Don Sergio brought forward his plans for regeneration, and was of the opinion that Paquita ought to get rid of Niña Chucha, whom the chalky old gentleman detested most cordially. But the baroness protested that she loved the girl as her own child—almost as much as, if not more than, the dogs, which were the very apple of her eyes.

The baroness suddenly sat up on the sofa.

“I have a plan,” she said to Don Sergio. “Tell me what you think of it. In yesterday’s Imparcial I saw advertised a country house in Cogolludo, with a garden and orchard, at fifty duros per annum. I imagine that it must be a pretty bad place; but, at least it’s a bit of land and a place to live, and even a tiny cabin is enough for me. I could be fitting up the cabin gradually. What do you think of the suggestion, Don Sergio?”

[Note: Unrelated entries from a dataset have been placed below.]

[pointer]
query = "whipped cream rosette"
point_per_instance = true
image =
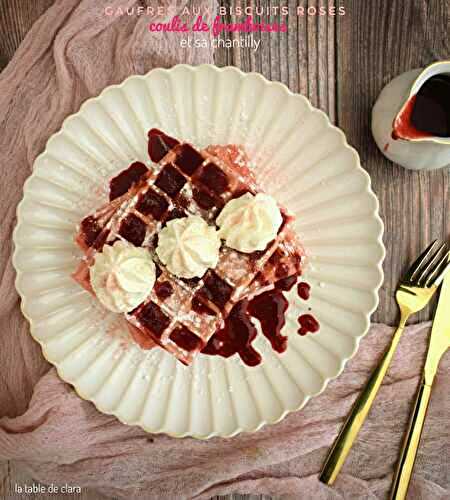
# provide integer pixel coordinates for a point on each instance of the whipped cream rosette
(250, 222)
(188, 247)
(122, 276)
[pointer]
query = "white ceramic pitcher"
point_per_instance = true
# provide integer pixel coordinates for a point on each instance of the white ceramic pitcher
(425, 153)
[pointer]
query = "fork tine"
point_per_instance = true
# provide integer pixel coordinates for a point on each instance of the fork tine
(440, 270)
(431, 265)
(415, 266)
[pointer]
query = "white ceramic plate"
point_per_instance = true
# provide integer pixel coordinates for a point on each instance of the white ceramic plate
(301, 159)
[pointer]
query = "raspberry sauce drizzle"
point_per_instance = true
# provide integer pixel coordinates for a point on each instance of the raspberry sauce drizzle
(159, 144)
(269, 308)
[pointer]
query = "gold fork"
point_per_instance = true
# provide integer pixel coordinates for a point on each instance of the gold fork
(413, 294)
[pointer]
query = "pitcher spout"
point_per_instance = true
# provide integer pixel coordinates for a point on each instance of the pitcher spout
(425, 116)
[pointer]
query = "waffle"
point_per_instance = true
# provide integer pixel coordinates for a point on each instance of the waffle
(181, 315)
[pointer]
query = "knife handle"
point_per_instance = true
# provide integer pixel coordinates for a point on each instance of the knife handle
(358, 414)
(411, 443)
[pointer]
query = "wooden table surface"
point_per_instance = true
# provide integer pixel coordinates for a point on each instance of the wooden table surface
(341, 64)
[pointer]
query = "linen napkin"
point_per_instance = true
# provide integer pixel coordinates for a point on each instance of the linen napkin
(73, 52)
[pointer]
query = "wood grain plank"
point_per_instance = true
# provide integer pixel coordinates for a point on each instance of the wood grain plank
(377, 41)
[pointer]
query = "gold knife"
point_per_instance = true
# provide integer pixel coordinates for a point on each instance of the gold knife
(439, 343)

“But why should you leave this place?”

“I didn’t want to tell you,” answered the baroness. “But that fellow simply persecutes me with his insistent attentions.” And she related a heap of lies. The good lady solaced herself with the illusion that her cousin was pursuing her relentlessly, and all the letters that she had written to him she represented as having been written by him to her.

“Naturally,” she went on, “I don’t have to go to the end of the world to avoid that ridiculous troubador.”

“But there’s no train to Cogolludo. You’re going to be awfully bored.”

“Bah! I’ll simply shut myself up in my hut like a saint, and devote myself to watering my garden and tending my flowers ... but I am so unlucky that I’m certain some one must have rented the place by now.”

“No, I’m sure not. But I really don’t see the necessity of your leaving. The boy won’t be able to attend school.”